Generally speaking, some of the highest value work a data team can do for a sales team is to enrich all of the lead, opportunity and account data sitting in tools like Salesforce. This process typically involves building data models within a data warehouse and then syncing these models to tools like Salesforce. This is done very easily with tools like Hightouch, which allows you to link columns in a data model to fields within Salesforce and merge them using a unique identifier.
So, for example, if you want to enrich lead data within Salesforce, you’d sync your raw lead data to your data warehouse. Once there, you would build a model that contains valuable data points for every unique email in your lead pool. Once built, you’d simply tell Hightouch to sync this model to lead objects within Salesforce using an email address as the unique identifier. This general pattern can be applied to any and all objects within Salesforce, from leads to accounts, although the unique identifiers would obviously vary for each object.

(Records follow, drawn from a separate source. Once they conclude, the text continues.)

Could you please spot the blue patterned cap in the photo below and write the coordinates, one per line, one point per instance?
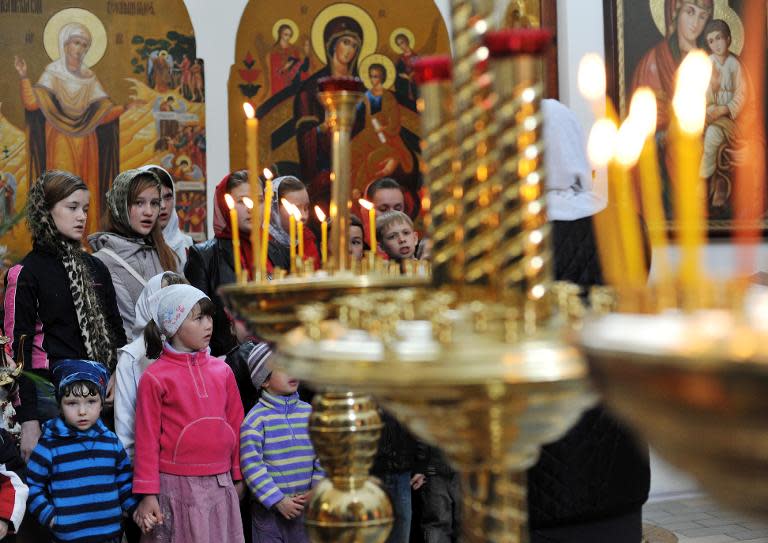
(71, 370)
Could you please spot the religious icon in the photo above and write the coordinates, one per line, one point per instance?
(96, 91)
(657, 36)
(71, 119)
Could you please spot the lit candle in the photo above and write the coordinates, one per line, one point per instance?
(689, 105)
(291, 233)
(299, 232)
(268, 192)
(643, 110)
(323, 235)
(252, 156)
(371, 222)
(235, 236)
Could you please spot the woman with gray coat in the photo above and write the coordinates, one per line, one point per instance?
(132, 245)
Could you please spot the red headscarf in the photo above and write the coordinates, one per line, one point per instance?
(222, 228)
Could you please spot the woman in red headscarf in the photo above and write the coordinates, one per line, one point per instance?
(211, 264)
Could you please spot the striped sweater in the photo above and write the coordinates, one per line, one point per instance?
(276, 455)
(82, 480)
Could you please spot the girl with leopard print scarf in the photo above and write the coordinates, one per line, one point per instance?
(59, 296)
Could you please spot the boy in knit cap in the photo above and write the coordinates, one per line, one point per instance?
(276, 456)
(79, 475)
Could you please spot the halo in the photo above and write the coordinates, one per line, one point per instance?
(377, 58)
(408, 34)
(370, 34)
(722, 11)
(288, 22)
(87, 19)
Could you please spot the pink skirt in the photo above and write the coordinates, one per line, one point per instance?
(197, 510)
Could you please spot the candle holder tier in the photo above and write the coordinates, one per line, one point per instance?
(488, 403)
(270, 307)
(695, 385)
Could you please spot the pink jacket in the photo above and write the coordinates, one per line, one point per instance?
(188, 416)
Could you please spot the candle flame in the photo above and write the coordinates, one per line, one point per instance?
(629, 142)
(643, 110)
(602, 142)
(591, 77)
(689, 102)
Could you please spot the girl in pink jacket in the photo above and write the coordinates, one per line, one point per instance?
(188, 416)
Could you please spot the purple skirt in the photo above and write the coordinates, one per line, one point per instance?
(197, 510)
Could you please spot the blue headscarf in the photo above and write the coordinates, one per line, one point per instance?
(66, 372)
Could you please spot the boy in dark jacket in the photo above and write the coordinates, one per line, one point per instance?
(79, 474)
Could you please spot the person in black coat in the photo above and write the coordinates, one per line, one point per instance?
(590, 485)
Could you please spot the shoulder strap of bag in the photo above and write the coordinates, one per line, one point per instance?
(130, 269)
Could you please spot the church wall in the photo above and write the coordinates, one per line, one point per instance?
(580, 25)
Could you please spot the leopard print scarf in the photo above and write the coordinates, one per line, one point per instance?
(98, 341)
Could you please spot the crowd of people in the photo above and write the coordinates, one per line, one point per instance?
(146, 411)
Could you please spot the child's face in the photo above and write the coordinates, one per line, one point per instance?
(280, 384)
(194, 334)
(299, 198)
(356, 242)
(388, 200)
(399, 241)
(718, 43)
(81, 413)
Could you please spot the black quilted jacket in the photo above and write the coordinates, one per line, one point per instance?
(597, 470)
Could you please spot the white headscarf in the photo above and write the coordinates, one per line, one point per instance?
(172, 306)
(74, 91)
(176, 239)
(570, 195)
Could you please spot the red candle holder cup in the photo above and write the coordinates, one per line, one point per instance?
(528, 41)
(433, 69)
(339, 84)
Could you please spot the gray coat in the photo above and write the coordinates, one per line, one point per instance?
(140, 255)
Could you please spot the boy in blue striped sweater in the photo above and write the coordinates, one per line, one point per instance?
(276, 457)
(79, 475)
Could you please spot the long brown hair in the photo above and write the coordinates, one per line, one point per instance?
(168, 259)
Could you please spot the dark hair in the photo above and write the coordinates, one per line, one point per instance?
(382, 183)
(80, 389)
(59, 185)
(236, 179)
(168, 259)
(717, 25)
(289, 184)
(153, 338)
(165, 178)
(380, 67)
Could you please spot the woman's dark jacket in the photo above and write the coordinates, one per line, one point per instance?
(38, 303)
(597, 470)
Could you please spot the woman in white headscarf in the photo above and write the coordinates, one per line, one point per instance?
(169, 218)
(64, 110)
(132, 360)
(591, 484)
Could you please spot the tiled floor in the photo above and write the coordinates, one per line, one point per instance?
(701, 520)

So, syncing models to tools like Salesforce is easy. But what are some examples of helpful models? One extremely common model for pre-sales is a “lead scoring” model. These models typically combine a lead’s behavioral data on the marketing website with other important characteristics known about the lead, such as company size or sector, to provide an estimate on this lead’s likelihood to convert and/or their potential LTV. With these models, sales teams can better prioritize and route these leads to the proper members of their teams to maximize efficiency and revenue. Smaller, simpler deals go to more junior members of the team while larger, more complex deals flow to more experienced members of the team.
On the post-sales side of things, “account health scores” are one of the most valuable models a data team can develop early on for their sales stakeholders. These models provide a weekly or monthly score quantifying the health of an account. This score is typically derived from an index that utilizes user behavioral data to automatically analyze if users are behaving like other healthy customers on multiple dimensions. These scores provide account managers with insightful, timely context on their accounts. Account managers are alerted of any negative changes in an account’s health score and intervene soon after.
Tying it all together
The power of analytics depends on a high volume and quality of data. By demonstrating value using simple, manual methods and a very modest amount of data, you enable your CFO and other gatekeepers to picture the possibilities of making such analytics projects repeatable and greatly expanding the scope, scale and sophistication of your data operations, enabling both faster turnaround for projects and richer, higher-quality analysis.
With time, and proven worth, you’ll open up the opportunity to invest in building a modern data stack to vastly improve the ROI possibilities.